今の彼女の悲しみと、苦しみを、撫でさすつて呉れる者は、死んだ父母の外には、広い世の中に誰一人ないやうに思はれた。
さう思ふと、亡き父が、あの強い腕《かひな》を差し伸べて、自分を招いてゐて呉れるやうに思はれた。その手は世の人々には、どんなに薄情に働いたかも知れないが、自分に対しては限りない慈愛が含まれてゐた。美奈子は、父の腕が、恋しかつた。父の、その強い腕に抱かれたかつた。さう思ふと、自分一人世の中に取り残されて、悲しく情ない目に会つてゐることが、味気《あぢき》なかつた。
が、それよりも、彼女はこの部屋に止まつてゐて、母と青年とが、何知らぬ顔をして、帰つて来るのを迎へるのに堪へなかつた。何処でもいゝ、山でもいゝ、海でもいゝ、母と青年とのゐないところへ逃れたかつた。彼女は、泣き伏してゐた顔を、上げた。フラ/\と寝台を離れた。浴衣《ゆかた》を脱いで、明石縮の単衣《ひとへ》に換へた。手提を取り上げた。彼女の小さい心は、今狂つてゐた。もう何の思慮も、分別も残つてゐなかつた。たゞ、突き詰めた一途な少女心《をとめごゝろ》が、張り切つてゐた丈《だけ》である。
彼女が、着物を着換へてしまふ間、幸《さひはひ》に母と青年とは帰つて来なかつた。
彼女は、部屋を馳け出さうとしたとき、咄嗟に兄のことを考へた。兄は、白痴の身を、監禁同様に葉山の別荘に閉ぢ込められてゐる。が、他の世間の人々に対しては、愚かなあさましい兄であるが、その愚かさの裡にも、肉親に対する愛だけは、残つてゐる。彼女は、彼女が時々兄を訪ふときに、兄がどんなに嬉しさうな表情をするかを、覚えてゐる。縦令《たとひ》、自分の現在の苦しみや、悲しみを理解し得る兄ではないにしろ、兄の愚かな、然しながら純な態度は、屹度《きつと》自分を慰めて呉れるに違《ちがひ》ない。少くとも、あの愚かな兄|丈《だけ》は、何時行つても屹度、自分に、あの人のよい、愚かしいが然し浄い親愛の情を表して呉れるに違《ちがひ》ない。さう思ふと、美奈子は急に、兄に会ひたくなつた。夜は十時に近かつたがまだ湯本行の電車はあるやうに思つた。もし、横須賀行の汽車に間に合はなかつたら、国府津か小田原かで、一泊してもいゝとさへ思つた。

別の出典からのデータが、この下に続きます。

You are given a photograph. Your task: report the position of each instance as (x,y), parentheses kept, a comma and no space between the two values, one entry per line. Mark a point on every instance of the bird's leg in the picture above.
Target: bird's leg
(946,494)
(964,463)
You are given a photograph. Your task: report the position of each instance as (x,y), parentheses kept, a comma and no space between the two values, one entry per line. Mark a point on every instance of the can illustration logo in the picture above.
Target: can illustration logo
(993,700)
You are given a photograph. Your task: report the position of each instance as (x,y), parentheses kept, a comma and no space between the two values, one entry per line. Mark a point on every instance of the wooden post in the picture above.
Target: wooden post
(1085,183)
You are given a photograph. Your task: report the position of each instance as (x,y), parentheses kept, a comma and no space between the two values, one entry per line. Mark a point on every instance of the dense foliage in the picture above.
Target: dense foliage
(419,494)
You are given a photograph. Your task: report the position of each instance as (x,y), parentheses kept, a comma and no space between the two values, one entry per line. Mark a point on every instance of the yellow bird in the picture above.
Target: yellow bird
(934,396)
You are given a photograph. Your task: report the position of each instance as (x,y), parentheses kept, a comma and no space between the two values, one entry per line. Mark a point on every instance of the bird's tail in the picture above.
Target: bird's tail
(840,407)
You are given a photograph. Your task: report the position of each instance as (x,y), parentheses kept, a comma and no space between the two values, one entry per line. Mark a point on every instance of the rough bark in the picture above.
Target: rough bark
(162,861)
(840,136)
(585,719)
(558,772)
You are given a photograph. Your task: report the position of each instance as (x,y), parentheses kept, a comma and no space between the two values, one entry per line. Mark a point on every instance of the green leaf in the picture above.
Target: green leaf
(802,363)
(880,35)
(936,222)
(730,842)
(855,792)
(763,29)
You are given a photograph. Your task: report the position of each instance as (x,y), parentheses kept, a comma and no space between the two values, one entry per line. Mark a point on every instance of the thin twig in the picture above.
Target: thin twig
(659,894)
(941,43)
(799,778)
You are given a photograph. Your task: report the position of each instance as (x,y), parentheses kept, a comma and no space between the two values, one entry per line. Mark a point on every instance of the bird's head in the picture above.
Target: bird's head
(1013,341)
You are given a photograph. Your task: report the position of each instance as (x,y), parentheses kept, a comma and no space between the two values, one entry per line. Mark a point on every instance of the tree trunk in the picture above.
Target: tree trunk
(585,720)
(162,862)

部屋の扉《ドア》を、そつと開けて、彼女は廊下を窺《うかが》つた。西洋人の少年少女が二人連れ立つて、自分の部屋へ、帰つて行くらしいのを除いた外には人影はなかつた。
彼女は、廊下を左へ取つた。その廊下を突き当つて左へ降りると、ホテルの玄関を通らないで、広場へ出ることを知つてゐた。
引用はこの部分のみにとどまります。